Мой суженый, мой ряженый (Бочарова) - страница 68

— Это неинтересно, — проговорил он тем же тоном, что и тогда, в троллейбусе. Осторожно отстранил от себя Женю и лег, закинув руки за голову.

— Неправда. Мне интересно все, что тебя касается.

— Только не это.

Она ласково погладила его по волосам.

— Может быть, твою мать можно вылечить?

— Женя, не лезь не в свое дело. Ее нельзя вылечить. Вернее, ее уже лечили. Много раз.

— И что? Безрезультатно?

— Почему? — Женька усмехнулся. — То, что ты сейчас видела, называется состоянием ремиссии.

Она молчала, закусив губу. Значит, Женькина мать душевнобольная? И он вынужден жить с ней под одной крышей, общаться каждый день. А вдруг она болеет уже много лет? С самого его детства?

— Жень, а отца ты разыскать не пробовал? Может, он помог бы вам?

Его лицо напряглось.

— Я же тебе ясно сказал — отца не было. Никогда.

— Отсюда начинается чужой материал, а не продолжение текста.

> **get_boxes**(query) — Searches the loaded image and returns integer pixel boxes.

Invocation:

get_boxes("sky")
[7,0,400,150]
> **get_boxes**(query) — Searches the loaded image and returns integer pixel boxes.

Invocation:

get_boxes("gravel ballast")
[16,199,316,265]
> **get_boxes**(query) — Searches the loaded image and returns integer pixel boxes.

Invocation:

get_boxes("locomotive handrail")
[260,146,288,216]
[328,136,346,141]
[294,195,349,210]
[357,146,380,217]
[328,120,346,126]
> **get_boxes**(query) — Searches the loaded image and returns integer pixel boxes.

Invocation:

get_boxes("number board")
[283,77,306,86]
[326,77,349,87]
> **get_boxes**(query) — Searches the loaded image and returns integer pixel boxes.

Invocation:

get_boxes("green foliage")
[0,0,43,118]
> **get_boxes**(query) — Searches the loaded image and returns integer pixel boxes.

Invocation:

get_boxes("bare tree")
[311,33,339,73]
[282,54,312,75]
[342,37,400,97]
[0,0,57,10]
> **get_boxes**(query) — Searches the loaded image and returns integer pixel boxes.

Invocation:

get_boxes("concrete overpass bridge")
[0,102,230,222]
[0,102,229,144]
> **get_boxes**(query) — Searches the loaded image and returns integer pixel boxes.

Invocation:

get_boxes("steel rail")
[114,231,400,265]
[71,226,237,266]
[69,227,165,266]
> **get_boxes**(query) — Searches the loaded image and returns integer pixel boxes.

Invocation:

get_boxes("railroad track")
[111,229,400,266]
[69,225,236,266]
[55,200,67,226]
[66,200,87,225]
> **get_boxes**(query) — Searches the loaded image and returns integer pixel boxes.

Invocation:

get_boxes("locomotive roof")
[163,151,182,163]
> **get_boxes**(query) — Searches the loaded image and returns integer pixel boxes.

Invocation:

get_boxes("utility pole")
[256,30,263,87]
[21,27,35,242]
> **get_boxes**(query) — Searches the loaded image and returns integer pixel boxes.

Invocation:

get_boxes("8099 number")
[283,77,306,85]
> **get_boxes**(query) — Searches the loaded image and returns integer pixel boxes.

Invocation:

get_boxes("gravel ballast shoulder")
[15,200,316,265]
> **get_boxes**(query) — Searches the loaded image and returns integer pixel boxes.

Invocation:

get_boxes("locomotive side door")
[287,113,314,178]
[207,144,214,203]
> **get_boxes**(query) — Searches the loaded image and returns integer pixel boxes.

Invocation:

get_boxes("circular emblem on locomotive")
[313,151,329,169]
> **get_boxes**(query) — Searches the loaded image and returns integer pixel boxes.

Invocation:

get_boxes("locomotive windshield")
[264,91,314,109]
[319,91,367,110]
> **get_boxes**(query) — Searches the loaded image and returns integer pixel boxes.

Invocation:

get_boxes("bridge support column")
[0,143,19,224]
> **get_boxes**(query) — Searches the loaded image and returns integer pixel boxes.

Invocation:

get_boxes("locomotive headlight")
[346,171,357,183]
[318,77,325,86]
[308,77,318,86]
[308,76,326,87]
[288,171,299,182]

— Но не от Святого же Духа ты родился? — мягко пошутила Женя.

— Именно, что от святого. Все. Не будем об этом. Я не хочу.

— Как хочешь. — Она прижалась к нему и поцеловала в губы.

Он ответил на поцелуй. Половицы за дверью по-прежнему скрипели, тягостно и непрерывно, будто по ним ходил слон. «Все это теперь мое, — мелькнула у Жени в голове. — Все, что до этого нес он один. И эта убогая квартирка, и эта жутковатая, оплывшая женщина с рыбьими глазами. И едкий запах хлорки, от которого в лице не остается ни кровинки. Все это не менее важно, чем институт, диплом и дальнейшая карьера».

13

Она очутилась дома лишь в десять утра. От Женьки до нее было полтора часа езды. Женя торопилась изо всех сил, опасаясь, что не застанет мать, и та уйдет на работу. Выходные кончились, Ольга Арнольдовна в половине двенадцатого должна была быть на службе.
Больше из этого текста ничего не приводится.